First They Came for Harvard

The right’s long and all-too-unanswered war on liberal institutions claims a big one.

Great universities have been a target from the first, the middle, the last: Harvard Hates America, as one right-wing tome put it in 1978. The 1951 book that made William F. Buckley famous at the age of 26, God and Man at Yale, took on not merely the content of what postwar Sons of Eli were learning—anthropology that relativized Christian faith, Keynesian economics—but the very idea that professors should teach based upon their curiosity and conscience: that scholarship should be creative. Instead, Buckley argued that Yale’s curricula should be set by the rich, and presumably America-loving and religiously orthodox, businessmen who sat on its board as trustees. That would denude Yale of its accursed liberal proclivities for good. It would become, as universities were centuries before, a more nearly feudal institution.

Buckley claimed to be writing, as conservatives often claim, a defense of liberal values, which actual liberals (those hypocrites!) supposedly evade.
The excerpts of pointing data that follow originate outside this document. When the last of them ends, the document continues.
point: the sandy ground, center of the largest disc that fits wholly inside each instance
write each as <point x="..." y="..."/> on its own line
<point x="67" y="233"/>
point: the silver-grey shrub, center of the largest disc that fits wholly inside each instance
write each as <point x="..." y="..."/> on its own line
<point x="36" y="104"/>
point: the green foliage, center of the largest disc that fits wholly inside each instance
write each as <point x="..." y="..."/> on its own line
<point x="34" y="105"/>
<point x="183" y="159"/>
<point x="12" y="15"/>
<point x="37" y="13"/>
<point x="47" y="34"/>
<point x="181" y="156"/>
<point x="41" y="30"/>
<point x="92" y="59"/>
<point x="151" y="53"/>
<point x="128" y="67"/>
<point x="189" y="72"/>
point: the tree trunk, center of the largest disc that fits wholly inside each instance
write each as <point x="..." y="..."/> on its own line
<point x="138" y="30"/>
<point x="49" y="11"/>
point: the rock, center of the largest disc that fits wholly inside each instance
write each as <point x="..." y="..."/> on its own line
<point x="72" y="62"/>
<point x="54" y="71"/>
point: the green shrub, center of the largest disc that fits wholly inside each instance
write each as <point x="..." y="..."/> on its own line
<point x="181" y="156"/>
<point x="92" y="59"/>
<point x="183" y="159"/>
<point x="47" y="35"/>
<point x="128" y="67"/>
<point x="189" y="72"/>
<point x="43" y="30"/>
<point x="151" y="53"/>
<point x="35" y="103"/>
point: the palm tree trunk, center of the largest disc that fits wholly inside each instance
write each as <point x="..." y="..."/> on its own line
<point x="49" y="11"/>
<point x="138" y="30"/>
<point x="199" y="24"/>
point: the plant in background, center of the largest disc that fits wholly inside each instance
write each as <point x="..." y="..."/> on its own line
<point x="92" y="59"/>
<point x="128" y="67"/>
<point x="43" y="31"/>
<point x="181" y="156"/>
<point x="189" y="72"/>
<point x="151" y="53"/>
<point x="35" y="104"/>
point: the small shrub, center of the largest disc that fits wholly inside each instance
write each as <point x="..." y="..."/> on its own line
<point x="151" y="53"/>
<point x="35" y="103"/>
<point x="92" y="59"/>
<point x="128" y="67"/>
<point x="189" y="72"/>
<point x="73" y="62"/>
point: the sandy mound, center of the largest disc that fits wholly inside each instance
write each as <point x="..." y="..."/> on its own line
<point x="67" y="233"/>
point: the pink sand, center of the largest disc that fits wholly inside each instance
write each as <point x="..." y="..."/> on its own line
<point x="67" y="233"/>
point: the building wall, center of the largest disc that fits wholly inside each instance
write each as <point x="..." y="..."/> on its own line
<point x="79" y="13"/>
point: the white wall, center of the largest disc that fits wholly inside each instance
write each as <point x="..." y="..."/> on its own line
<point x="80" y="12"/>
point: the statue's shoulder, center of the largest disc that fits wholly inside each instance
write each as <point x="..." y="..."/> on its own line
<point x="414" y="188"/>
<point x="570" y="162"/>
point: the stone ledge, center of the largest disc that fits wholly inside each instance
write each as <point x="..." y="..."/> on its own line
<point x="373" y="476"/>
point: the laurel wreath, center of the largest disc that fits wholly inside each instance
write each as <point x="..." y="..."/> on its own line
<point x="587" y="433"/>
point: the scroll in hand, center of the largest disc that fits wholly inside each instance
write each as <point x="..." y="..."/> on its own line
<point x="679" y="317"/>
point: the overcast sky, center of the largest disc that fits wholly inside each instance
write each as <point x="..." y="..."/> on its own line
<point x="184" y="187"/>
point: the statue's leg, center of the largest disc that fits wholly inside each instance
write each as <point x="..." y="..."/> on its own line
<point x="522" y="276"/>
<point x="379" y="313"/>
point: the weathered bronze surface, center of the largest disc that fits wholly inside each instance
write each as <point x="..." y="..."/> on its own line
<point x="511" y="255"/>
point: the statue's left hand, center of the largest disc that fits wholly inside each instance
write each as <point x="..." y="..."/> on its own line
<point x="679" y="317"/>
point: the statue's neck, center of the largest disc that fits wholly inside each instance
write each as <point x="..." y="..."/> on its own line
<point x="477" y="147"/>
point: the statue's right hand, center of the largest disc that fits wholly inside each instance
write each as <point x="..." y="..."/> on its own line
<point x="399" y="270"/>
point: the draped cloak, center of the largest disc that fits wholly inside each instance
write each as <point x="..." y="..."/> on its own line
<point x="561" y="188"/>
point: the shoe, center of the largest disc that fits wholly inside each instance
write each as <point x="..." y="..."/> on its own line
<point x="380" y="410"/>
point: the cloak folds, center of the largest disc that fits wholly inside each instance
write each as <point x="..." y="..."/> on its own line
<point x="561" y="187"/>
He argued that what Yale calls “academic freedom” (he mostly puts it in quotation marks) is actually indoctrination in an “orthodoxy” (one of the more frequently used words in the book to signify what he claims to be fighting against).

The New York Times, likewise, let Rufo publish an essay calling for “abolishing D.E.I. programs on liberal grounds.” Rufo cares about the actual values that sustain a liberal vision of freedom and justice in same way that Israeli war-cabinet minister who calls for “voluntary resettlement of Palestinians in Gaza, for humanitarian reasons” actually cares about humanitarianism.

Conservatives are remorseless and creative in deploying that Jedi mind trick. As they are remorseless and creative in the pursuit of the next liberal bastion to degrade. In my first book, I wrote about what happened when they did it to an organization called the National Student Association. In the mid-20th century, NSA’s main activity was holding annual conventions to which student leaders from around the country would tromp to pass symbolic resolutions. These then would be reported in the media as all-but-official X-rays of the Mind of American Youth. By 1960, they were passing resolutions in support of things like the anti-segregation lunch counter sit-ins in the South. So in 1961, via stealth, disguise, and parliamentary cunning, agents of the conservative youth group Young Americans for Freedom sabotaged the voting on that year’s resolutions, to make it look like college students were not becoming increasingly liberal.

(Ironically, in 1967 the radical magazine Ramparts revealed that the NSA was funded by the Central Intelligence Agency. Which actually only emphasizes the point: This was a time when displaying to the rest of the world that the U.S. was a tolerant, dynamic, creative, and non-philistine—liberal—society was a central CIA Cold War project. Another story for another time, but in its early years, that was one of the reasons many conservatives despised the CIA.)